Laraway, now 56, became a manager at a Wawa gas station in Virginia. He still rents out his first home, valued at $458,200. He declined to meet with CNN for this article but allowed his Richmond defense lawyer, Edwin Brooks, to speak on his behalf.
"The collateral consequences have been devastating... the permanence of his conviction, the loss of his security clearance, not being able to use his training and experience, it has a lasting impact on him. He likes guns, and he can only look at pictures of them now," Brooks said of his client, noting the impact of a felony conviction. "That's a permanent scarlet letter."
Laraway was entirely driven by finances when he started illegally dealing guns in 2013, his lawyer explained. Laraway and his wife had recently purchased a house and had a 5-year-old girl and a baby, and he had two adult children from a previous marriage.
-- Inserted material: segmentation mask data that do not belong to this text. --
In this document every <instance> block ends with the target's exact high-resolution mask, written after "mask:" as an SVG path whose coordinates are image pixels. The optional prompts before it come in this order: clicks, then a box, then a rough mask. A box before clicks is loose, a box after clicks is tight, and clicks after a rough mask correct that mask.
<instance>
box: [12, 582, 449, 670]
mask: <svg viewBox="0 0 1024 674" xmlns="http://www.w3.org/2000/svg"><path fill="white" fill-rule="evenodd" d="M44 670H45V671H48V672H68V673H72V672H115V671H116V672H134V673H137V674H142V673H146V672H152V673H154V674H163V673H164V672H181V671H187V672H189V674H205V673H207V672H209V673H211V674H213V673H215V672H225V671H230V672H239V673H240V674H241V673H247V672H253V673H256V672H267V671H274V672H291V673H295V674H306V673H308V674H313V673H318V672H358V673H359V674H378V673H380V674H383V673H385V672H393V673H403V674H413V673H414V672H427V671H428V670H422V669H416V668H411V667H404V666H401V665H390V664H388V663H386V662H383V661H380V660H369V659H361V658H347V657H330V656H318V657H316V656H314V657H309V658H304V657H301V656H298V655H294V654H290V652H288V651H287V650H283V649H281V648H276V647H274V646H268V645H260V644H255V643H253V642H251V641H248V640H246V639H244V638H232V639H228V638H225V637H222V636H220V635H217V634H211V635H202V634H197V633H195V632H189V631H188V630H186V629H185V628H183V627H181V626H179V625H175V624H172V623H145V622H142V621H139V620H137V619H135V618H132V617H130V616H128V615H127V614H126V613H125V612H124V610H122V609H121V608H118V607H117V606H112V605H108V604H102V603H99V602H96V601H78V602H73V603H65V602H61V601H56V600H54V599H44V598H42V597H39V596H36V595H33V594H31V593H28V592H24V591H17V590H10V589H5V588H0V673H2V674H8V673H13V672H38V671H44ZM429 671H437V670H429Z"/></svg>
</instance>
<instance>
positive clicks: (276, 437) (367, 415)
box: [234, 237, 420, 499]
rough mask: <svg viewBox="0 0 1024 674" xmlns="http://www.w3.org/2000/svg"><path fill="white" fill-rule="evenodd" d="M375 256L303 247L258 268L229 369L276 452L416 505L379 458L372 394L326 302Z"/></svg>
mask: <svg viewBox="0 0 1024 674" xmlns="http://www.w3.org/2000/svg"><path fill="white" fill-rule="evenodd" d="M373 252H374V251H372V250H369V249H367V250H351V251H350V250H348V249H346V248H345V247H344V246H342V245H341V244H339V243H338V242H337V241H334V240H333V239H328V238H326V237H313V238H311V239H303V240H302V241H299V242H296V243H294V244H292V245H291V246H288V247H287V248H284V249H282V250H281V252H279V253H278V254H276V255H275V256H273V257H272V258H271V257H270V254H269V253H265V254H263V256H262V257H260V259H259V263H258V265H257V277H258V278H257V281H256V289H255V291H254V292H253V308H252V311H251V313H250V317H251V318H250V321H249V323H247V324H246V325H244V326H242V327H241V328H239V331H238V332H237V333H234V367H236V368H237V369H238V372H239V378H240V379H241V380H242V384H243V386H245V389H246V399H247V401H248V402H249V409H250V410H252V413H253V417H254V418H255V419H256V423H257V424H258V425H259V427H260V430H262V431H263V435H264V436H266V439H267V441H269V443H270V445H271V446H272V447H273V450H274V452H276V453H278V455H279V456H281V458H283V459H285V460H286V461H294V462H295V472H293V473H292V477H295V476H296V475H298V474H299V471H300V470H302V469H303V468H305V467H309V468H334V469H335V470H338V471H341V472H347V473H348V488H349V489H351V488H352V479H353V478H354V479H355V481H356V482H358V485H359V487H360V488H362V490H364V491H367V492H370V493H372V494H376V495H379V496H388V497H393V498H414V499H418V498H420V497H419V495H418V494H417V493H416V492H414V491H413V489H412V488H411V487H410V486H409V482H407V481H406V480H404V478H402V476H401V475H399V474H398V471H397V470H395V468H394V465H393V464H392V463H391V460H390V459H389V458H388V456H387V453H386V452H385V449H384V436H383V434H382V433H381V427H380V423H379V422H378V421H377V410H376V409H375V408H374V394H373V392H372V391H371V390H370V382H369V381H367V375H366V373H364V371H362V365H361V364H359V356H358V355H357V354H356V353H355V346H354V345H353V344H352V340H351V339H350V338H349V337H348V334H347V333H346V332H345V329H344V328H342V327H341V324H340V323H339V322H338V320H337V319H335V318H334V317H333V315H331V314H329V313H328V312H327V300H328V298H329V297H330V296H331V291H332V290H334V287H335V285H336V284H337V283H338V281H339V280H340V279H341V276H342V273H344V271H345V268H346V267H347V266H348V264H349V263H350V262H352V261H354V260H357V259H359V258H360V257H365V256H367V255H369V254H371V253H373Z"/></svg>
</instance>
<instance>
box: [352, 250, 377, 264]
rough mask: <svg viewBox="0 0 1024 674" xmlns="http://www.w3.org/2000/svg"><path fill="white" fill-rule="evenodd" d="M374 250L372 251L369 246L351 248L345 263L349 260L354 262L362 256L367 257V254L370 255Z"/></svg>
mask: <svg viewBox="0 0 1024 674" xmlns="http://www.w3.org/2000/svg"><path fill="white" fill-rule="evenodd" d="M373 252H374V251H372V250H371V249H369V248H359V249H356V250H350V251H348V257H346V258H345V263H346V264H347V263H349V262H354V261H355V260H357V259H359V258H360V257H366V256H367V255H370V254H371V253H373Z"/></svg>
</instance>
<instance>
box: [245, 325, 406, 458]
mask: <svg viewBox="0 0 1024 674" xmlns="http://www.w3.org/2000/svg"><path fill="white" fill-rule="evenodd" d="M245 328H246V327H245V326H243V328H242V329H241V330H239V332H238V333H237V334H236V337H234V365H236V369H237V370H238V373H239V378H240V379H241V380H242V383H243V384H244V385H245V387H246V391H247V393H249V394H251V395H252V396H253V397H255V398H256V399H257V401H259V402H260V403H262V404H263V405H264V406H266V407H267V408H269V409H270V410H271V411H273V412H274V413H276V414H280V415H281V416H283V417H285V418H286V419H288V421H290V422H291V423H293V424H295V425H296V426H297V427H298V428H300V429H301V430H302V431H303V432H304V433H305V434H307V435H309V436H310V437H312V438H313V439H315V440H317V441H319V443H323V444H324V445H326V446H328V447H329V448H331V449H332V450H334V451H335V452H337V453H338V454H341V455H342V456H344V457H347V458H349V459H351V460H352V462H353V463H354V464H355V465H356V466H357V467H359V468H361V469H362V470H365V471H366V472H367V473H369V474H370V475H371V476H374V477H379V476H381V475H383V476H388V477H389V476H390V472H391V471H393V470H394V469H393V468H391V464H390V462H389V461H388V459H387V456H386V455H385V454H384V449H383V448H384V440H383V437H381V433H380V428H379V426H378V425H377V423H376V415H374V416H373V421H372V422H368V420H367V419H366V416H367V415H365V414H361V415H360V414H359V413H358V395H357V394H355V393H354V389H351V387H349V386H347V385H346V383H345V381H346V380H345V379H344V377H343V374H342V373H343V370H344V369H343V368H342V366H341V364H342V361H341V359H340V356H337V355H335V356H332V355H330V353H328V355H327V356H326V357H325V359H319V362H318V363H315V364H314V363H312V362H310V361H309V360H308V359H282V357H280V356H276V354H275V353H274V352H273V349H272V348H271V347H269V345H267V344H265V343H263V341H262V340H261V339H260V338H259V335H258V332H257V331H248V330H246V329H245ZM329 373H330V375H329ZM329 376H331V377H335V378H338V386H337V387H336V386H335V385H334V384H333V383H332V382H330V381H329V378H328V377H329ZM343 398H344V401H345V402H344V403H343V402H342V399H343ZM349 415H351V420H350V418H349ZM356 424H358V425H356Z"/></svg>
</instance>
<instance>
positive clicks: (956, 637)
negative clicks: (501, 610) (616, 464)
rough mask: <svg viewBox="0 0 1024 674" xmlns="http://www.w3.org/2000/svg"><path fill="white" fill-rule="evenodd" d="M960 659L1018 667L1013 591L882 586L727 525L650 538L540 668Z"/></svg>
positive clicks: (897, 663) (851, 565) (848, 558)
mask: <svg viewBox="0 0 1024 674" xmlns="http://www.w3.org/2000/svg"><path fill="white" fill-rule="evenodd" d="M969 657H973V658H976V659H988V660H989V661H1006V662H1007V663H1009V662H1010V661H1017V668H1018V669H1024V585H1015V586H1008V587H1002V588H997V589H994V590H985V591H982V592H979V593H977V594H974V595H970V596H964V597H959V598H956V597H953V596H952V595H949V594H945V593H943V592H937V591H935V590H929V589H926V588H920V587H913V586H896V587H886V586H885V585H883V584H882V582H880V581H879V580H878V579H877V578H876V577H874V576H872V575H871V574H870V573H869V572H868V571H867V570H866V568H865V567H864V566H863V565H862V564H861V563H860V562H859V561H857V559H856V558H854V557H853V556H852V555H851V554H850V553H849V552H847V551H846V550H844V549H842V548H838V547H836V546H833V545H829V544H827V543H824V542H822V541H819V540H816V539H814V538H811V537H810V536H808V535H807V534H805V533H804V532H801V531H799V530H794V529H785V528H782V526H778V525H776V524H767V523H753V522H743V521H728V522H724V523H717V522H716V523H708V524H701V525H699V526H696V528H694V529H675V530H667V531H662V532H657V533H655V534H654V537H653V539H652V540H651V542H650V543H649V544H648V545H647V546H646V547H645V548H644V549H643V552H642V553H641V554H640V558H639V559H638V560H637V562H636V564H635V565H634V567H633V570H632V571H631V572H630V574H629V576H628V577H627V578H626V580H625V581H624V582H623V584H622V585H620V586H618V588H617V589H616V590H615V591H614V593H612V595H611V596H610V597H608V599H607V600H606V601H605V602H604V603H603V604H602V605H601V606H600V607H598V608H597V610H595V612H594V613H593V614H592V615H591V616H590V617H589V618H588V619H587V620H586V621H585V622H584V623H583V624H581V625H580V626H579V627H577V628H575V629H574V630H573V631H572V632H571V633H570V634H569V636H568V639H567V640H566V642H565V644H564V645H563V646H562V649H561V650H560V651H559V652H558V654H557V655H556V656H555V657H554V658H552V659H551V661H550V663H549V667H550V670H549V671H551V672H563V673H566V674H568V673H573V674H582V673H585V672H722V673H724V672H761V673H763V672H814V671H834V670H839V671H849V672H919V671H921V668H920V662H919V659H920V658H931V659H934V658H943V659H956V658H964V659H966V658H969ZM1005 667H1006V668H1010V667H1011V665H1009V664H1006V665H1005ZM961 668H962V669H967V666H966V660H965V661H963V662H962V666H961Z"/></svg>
He was supporting his current wife's Chinese parents, and he was spending money to bring them to the United States. His Defense Department job didn't pay enough to support his upper middle-class lifestyle.
Laraway now laments it all, according to Brooks: "He realized belatedly it wasn't that hard to get a federal firearms license." But because so many of these guns were involved in crimes after his conviction, Laraway doesn't actually know the damage he's caused.
All of the crimes committed in the District of Columbia with Laraway's guns had extremely short "time-to-crime" periods, as law enforcement calls it -- which is indicative of the heightened dangers of unlicensed dealing.
In the District of Columbia, the average time between a gun's purchase and its appearance in a crime is 10 years, according to internal ATF statistics. The Laraway guns identified by CNN had a time-to-crime of less than a year and a half.
In October, CNN met with the Bermudez and Formoso families at their homes in Silver Spring, Maryland. It was the first time either of them had ever heard of Laraway or Perkins. Bermudez, who has since moved her family to their own apartment but remained more than $22,000 in debt at the time of her interview, angrily pointed out the disparity between Laraway's upscale lifestyle and her own, as she struggles to pay rent.
"I bet he's got a nice life," she said.
Formoso was shocked that Laraway received so little prison time for illegally selling more than 400 guns.
"To this day, this is a nightmare to me. I feel totally unsafe. I'll live with that for the rest of my life. There's no way 18 months could be enough. He should have served more than a year for each gun he sold. He didn't care about anybody," she said. "The penalty doesn't match the crime."